Le tattiche dei filmati ritrovati dell’orrore meritano una rivisitazione

Riepilogo

Il Blair Witch Project ha portato i filmati trovati a nuovi livelli con l’uso della telecamera e l’improvvisazione del cast. Il Blair Witch Project ha inoltre introdotto nuove tattiche mai viste dagli spettatori, aumentando il terrore della storia. L’horror moderno farebbe bene a prendere in prestito le tattiche del progetto Clair Withc per rinvigorire il genere del metraggio trovato.

Il vasto catalogo di film horror ha sviluppato lungo il percorso vari sottogeneri. L’horror slasher, psicologico e persino comico ha trovato posto sugli schermi cinematografici e sui servizi di streaming. Film come il franchise di Saw o Shining hanno soddisfatto in modo soddisfacente il compito di spaventosi orrori.
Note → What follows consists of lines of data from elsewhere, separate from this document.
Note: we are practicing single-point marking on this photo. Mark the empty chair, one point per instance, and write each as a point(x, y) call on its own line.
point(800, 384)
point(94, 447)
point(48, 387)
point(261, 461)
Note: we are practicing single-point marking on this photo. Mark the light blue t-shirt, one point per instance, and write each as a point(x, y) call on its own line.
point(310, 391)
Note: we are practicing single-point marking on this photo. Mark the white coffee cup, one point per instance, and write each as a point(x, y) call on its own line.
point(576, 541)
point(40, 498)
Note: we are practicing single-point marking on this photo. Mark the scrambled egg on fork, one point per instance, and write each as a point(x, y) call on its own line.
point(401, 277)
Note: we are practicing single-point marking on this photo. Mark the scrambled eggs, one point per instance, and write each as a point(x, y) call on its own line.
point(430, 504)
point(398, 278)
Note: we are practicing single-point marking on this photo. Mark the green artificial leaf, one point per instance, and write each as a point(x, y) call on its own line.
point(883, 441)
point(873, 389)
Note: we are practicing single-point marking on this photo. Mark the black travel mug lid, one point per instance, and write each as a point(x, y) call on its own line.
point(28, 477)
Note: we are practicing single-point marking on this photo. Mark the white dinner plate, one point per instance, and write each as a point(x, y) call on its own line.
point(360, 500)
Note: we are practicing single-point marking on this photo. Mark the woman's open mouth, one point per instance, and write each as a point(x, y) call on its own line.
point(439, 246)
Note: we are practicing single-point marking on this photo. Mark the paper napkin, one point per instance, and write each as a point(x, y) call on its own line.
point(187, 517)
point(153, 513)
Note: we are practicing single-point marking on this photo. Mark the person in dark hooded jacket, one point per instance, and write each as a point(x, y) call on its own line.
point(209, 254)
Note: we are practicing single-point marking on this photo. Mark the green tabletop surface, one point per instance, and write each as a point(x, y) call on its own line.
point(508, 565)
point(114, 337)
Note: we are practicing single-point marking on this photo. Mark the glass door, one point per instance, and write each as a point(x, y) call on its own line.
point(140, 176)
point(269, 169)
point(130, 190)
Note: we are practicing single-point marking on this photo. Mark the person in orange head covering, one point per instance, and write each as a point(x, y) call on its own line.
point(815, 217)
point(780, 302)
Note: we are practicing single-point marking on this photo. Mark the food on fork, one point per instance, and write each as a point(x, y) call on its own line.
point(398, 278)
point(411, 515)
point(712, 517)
I migliori film horror mantengono il pubblico in bilico tra la sensazione di essere troppo spaventato per guardare e di non poter voltare le spalle, che è esattamente il motivo per cui The Blair Witch Project ha avuto successo. L’incessante anticipazione di ciò che accadrà dopo è aiutata piacevolmente dall’uso del formato dei filmati trovati. La struttura che induce al realismo ha incoraggiato gli spettatori a credere a ciò che stavano vedendo. Ma il duro lavoro non è avvenuto solo durante la produzione. I creatori hanno utilizzato anche tattiche al di fuori delle riprese per mantenere i livelli di paura ai massimi livelli.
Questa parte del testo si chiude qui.